The Seeds of Raider Success

Colgate’s last loss came on October 7th, 2017 to – guess who? – Lehigh.

The Mountain Hawks headed to Hamilton looking for their first win on the season last year as big underdogs as the possibility of a losing season loomed.

It was a game, as a Colgate fan might tell it, determined by some bad calls by the officials. Three different Colgate touchdowns were called back by penalties – one holding on a kickoff return, another on an ineligible man downfield penalty, and a third on a pass interference call.

Despite the nullified penalties it was a typical Colgate/Lehigh affair, back and forth with neither team with a clear advantage. Finally late in the game, QB Brad Mayes would put a pass in a place only where WR Troy Pelletier could catch it, and as Troy tumbled on the end zone turf, Lehigh took their first lead of the game.

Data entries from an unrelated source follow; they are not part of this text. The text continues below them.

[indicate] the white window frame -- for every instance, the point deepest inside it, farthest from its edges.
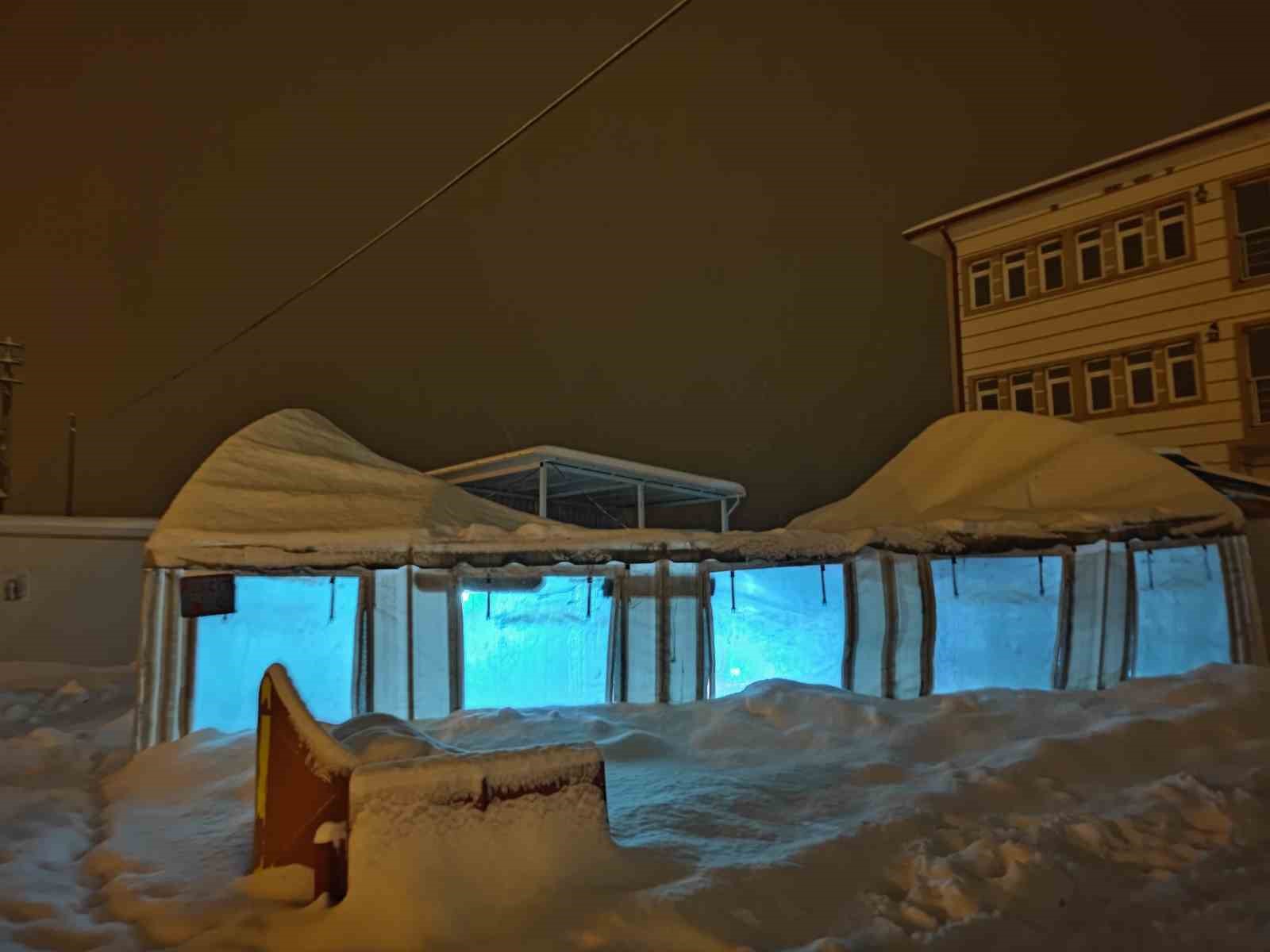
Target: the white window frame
(1051, 381)
(1121, 234)
(1244, 236)
(1007, 266)
(1089, 385)
(1128, 378)
(1043, 255)
(1015, 386)
(1193, 357)
(982, 267)
(1083, 241)
(1254, 382)
(1184, 220)
(981, 390)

Then Colgate would commit on their final drive of the game the only turnover of the contest – the costliest of fumbles that would all Lehigh their first win on the season, an improbable 41-38 victory.

From that moment on, Lehigh would stumble against Fordham, but still have enough to win the Patriot League title and autobid. Colgate then quietly started their win streak that continues to this day, hoping Lehigh would slip up again, but it never happened.

Since giving up 41 points to Lehigh that October afternoon, it seemed to light a fire under the Raiders defense in particular. They wouldn’t give up more than 12 points in a game the rest of the 2017 season, and that momentum carried over into 2018, where they even held CAA teams like New Hampshire and William and Mary to a grand total of three points combined.

Game after game, performance after performance, the Colgate defense has delivered chances to win, and in the meantime, the Colgate offense has fed off of that Big Red Blanket and started to put up huge numbers of their own.

Dan Hunt called their 41-0 game against Fordham, a game where the Raiders gained 562 yards of total offense, five touchdowns and two field goals, as “the most complete performance this season.” Of course, it helped that the Raider defense held the Rams to -50 rushing yards, 4 first downs and 28 total yards.

So this weekend in Bethlehem, it’s not just another league game for the Raiders. It’s going to be a chance for Colgate to bring their big red blanket to their Bethlehem rivals and show the Mountain Hawks exactly what their 41-38 win last season has done for their team.